Chime makes the majority of revenue via interchange
Chime earns the vast majority of its revenue from interchange paid to Chime by Visa, a Chime spokesperson told Business Insider in emailed comments in December last year.
Every time one of Chime’s customers makes a purchase with their debit card, the bank earns a fee.
Chime also earns a “modest percent of revenue” from referring customers to other fintechs like SoftBank-backed renters insurance startup Lemonade and fellow DST Global portfolio company Root Insurance, the spokesperson said.
In February, Chime announced it would offer a high-yield savings account with rates starting at 1.6%, well above the national average savings rate of 0.07%, according to the FDIC. Other digital-only banks unburdened by the cost of brick-and-mortar footprints, like Goldman Sachs’ Marcus and Ally Financial, also both offer high-yield savings.
While Chime doesn’t currently offer direct lending products, it’s been vocal about its ambitions to enter the credit side of the balance sheet. But the timelines are unclear.
In March of 2018, Chime’s CEO Chris Britt told Bankrate that it would launch lending products within the year.
“Our initial efforts in the area have been focused on the short term lending segment, and more specifically, the overdraft fee epidemic facing our country,” the Chime spokesperson said.

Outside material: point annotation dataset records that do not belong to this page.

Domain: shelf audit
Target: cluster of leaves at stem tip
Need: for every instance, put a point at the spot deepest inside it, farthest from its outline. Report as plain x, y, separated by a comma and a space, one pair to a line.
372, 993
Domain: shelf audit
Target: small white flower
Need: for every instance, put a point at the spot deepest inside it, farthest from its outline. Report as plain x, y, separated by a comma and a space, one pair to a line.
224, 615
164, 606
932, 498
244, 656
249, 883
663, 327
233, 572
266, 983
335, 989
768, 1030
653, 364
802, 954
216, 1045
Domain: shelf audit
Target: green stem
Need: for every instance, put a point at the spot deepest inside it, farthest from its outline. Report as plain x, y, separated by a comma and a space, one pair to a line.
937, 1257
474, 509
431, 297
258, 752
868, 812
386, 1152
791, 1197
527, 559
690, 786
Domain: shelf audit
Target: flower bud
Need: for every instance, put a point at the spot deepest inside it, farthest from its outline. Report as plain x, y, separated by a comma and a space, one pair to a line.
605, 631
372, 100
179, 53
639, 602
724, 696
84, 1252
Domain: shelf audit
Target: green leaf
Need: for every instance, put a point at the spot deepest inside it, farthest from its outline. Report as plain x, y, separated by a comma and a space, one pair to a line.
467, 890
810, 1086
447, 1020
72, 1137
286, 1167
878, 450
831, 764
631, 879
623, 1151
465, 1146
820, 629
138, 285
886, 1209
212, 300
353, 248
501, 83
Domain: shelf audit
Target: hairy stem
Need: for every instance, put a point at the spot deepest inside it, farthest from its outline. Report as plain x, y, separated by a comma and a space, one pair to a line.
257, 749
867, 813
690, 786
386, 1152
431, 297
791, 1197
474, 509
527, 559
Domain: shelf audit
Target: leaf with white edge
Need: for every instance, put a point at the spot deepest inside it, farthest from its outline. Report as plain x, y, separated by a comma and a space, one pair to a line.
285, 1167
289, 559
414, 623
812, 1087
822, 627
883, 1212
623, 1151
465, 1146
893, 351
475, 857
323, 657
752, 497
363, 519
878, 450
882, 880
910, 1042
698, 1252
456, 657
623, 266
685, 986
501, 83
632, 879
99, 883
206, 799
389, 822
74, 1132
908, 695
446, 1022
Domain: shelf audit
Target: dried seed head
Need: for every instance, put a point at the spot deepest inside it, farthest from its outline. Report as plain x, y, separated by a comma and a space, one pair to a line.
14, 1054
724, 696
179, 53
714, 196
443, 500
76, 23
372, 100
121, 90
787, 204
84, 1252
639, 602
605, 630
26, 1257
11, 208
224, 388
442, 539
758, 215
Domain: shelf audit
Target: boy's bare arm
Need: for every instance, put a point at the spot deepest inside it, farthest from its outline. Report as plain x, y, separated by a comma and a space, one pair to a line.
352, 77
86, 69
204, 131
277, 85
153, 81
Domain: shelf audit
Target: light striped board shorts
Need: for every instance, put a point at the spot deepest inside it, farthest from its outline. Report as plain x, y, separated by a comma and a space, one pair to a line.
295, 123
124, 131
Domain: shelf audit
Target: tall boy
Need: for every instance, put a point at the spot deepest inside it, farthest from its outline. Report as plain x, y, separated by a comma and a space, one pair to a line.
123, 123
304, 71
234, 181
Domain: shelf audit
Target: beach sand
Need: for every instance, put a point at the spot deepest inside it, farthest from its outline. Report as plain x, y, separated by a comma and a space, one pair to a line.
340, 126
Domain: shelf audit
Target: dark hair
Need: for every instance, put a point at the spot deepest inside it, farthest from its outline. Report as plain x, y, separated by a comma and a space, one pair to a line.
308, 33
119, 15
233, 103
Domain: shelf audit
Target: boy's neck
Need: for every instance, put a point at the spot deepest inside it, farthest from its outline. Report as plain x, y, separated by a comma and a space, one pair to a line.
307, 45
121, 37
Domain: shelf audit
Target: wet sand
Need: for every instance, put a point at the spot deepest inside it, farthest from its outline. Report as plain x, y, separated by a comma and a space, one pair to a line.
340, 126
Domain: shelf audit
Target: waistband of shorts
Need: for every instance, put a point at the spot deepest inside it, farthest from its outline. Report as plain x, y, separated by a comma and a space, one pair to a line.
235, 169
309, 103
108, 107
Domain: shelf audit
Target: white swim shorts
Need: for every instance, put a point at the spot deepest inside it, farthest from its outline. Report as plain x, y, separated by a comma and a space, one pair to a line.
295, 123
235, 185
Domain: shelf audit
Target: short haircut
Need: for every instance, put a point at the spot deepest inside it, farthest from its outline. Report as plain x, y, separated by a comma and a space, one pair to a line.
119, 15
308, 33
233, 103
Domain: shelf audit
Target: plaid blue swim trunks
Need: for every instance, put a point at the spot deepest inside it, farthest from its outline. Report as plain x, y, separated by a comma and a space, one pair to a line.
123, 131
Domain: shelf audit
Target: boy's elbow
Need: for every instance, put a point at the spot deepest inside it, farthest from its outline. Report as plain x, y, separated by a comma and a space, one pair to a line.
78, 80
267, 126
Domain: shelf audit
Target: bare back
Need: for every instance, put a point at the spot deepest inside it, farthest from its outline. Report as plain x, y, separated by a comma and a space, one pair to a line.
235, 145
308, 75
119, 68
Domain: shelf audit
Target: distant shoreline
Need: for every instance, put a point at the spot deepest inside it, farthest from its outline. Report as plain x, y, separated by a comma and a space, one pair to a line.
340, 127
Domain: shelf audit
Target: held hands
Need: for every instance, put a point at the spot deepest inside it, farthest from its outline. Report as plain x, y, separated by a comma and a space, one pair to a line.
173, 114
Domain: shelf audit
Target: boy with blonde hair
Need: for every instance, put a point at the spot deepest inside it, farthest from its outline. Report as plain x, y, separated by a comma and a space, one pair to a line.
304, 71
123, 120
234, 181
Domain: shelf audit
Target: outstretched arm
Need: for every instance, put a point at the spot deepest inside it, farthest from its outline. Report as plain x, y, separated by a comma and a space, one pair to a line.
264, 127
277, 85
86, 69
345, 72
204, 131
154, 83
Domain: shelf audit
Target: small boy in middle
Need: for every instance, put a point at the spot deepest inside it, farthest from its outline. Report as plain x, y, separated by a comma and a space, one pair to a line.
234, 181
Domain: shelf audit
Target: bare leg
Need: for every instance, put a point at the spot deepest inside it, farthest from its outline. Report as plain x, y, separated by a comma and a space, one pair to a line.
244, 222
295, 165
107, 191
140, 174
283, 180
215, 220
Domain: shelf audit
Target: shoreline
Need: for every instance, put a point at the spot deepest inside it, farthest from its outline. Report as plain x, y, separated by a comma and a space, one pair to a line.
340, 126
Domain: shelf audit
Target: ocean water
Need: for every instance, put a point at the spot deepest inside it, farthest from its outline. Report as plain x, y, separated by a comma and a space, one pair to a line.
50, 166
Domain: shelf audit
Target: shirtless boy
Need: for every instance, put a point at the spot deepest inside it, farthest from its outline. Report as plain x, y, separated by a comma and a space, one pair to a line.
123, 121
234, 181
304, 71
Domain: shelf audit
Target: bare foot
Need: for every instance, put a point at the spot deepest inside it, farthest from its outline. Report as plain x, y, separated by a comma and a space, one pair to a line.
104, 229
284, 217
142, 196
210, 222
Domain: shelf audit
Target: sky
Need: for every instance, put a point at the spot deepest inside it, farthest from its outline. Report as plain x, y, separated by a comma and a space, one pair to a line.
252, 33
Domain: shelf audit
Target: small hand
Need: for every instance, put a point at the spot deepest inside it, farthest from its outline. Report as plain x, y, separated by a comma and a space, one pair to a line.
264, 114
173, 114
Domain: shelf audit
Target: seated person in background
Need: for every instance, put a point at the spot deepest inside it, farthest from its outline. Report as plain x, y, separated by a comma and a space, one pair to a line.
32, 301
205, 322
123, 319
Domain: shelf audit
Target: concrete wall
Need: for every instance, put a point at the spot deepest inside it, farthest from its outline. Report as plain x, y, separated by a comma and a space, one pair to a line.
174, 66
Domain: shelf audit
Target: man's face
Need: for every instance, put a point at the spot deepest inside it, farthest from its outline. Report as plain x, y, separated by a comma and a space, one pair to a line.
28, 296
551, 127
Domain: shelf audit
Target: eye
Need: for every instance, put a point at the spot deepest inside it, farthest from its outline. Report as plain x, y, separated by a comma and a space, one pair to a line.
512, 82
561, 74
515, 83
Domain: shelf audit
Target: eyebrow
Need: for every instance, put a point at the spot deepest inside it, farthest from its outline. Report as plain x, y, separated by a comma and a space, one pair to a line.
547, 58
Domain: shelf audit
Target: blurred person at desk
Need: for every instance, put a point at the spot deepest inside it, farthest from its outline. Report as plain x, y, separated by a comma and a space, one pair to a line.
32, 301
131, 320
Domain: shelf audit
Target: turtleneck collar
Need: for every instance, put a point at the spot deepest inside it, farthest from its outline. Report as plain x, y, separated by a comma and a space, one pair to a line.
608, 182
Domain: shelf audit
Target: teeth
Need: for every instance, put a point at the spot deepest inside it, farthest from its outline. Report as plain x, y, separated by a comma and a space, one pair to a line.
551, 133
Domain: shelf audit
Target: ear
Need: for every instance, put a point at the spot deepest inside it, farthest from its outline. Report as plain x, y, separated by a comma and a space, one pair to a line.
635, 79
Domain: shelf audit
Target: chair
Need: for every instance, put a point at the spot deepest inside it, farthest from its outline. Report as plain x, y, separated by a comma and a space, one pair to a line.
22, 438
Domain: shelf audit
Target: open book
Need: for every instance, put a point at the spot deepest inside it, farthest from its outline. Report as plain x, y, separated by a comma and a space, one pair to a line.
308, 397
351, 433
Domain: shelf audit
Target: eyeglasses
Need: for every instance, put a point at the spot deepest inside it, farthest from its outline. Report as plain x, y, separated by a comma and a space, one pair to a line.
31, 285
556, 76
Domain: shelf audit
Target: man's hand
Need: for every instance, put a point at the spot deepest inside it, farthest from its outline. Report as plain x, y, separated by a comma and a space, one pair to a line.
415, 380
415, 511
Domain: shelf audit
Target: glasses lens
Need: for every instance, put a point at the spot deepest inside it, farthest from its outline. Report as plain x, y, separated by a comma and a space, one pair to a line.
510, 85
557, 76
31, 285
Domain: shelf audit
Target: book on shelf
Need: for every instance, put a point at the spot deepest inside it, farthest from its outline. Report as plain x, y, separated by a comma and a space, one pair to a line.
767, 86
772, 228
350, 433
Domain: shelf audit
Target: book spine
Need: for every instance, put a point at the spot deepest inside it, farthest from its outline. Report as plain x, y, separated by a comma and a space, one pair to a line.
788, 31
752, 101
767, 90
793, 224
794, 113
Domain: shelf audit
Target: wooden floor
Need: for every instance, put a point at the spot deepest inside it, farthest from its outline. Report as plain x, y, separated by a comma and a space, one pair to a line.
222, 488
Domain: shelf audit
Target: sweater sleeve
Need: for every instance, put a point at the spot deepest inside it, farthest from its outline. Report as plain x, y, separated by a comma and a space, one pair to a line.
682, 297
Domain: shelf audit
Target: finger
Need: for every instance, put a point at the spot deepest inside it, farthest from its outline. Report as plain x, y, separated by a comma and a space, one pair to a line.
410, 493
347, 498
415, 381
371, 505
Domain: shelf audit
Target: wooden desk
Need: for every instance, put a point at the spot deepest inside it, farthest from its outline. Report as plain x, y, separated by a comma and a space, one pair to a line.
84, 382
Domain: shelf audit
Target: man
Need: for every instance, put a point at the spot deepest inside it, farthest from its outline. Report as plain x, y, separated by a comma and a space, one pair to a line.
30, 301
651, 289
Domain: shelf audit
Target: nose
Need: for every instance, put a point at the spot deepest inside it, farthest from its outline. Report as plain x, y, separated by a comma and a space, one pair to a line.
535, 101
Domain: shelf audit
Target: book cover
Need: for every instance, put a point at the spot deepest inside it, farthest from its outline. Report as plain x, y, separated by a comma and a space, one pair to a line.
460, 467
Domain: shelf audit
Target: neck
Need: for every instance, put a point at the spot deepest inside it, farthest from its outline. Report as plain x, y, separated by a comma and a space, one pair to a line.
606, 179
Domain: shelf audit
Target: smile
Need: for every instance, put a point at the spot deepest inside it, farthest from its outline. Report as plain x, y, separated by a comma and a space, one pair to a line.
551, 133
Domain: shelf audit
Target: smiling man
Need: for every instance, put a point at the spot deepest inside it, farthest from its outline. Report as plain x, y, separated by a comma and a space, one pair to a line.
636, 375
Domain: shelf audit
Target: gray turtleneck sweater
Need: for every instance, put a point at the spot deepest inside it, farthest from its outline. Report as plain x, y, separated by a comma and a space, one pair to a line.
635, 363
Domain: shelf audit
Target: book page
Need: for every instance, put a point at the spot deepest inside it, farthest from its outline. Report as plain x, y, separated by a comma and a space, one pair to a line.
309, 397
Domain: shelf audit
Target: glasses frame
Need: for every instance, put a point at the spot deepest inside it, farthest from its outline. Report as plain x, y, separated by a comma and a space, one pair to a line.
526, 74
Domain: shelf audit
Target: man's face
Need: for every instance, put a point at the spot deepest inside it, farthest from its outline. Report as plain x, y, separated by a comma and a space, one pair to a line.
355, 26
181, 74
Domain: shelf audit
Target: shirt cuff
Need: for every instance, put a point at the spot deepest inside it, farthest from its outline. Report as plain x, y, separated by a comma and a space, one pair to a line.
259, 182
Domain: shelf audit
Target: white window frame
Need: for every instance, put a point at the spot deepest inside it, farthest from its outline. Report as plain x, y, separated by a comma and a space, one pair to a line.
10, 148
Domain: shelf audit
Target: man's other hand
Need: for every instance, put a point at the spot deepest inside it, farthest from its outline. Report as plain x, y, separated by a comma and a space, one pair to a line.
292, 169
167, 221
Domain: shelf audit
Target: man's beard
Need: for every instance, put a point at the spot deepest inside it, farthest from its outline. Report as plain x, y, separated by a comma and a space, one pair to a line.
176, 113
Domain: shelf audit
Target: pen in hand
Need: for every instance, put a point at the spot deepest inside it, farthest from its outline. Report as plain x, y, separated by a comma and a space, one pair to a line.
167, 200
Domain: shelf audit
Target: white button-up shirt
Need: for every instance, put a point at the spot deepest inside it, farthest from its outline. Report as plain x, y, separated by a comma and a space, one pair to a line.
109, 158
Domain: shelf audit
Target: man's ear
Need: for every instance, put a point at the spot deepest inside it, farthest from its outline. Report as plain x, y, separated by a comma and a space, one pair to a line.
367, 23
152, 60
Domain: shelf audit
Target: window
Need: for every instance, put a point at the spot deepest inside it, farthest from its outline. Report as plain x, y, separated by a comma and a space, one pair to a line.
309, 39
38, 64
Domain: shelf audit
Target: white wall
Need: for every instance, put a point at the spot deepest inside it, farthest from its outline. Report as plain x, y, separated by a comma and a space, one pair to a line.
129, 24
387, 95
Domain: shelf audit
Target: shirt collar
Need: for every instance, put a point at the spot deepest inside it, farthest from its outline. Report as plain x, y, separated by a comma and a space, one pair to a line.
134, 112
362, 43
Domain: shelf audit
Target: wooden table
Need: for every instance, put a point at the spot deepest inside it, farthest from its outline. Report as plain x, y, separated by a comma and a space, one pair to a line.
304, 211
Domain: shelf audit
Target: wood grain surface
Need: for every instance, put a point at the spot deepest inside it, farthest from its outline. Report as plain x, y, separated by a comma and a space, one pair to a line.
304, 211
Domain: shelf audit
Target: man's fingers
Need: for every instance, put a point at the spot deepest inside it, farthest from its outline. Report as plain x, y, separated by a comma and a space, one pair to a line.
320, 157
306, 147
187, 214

Chime launched SpotMe in September last year. Customers who direct deposit at least $500 per month are typically able to overdraft their accounts up to $100.
There is no interest applied to the overdrafts, which are repaid to Chime from the next payroll direct deposit. Users are offered the option to leave a tip to “pay it forward.”
“While we’ve publicly announced our intention to launch other credit and lending products, we’ll focus next on helping our members improve their credit scores and will announce a new service in this area in the first half of 2020,” the Chime spokesperson said.
Neobanks are challenging legacy players’ fee structures
In addition to free overdrafts and getting your paycheck a couple days early, there are other features of these digital-only neobanks attracting customers.
Across the board, they have leaned into fee transparency, and largely moved toward eliminating things like minimum balance and account maintenance fees.
Incumbent retail players like JPMorgan and Bank of America both charge $35 for every overdraft, and $12 in monthly maintenance fees.
According to Chime’s website, the only fee it charges is $2.50 for out-of-network ATM withdrawals. N26 doesn’t charge overdraft, maintenance, nor foreign transaction fees.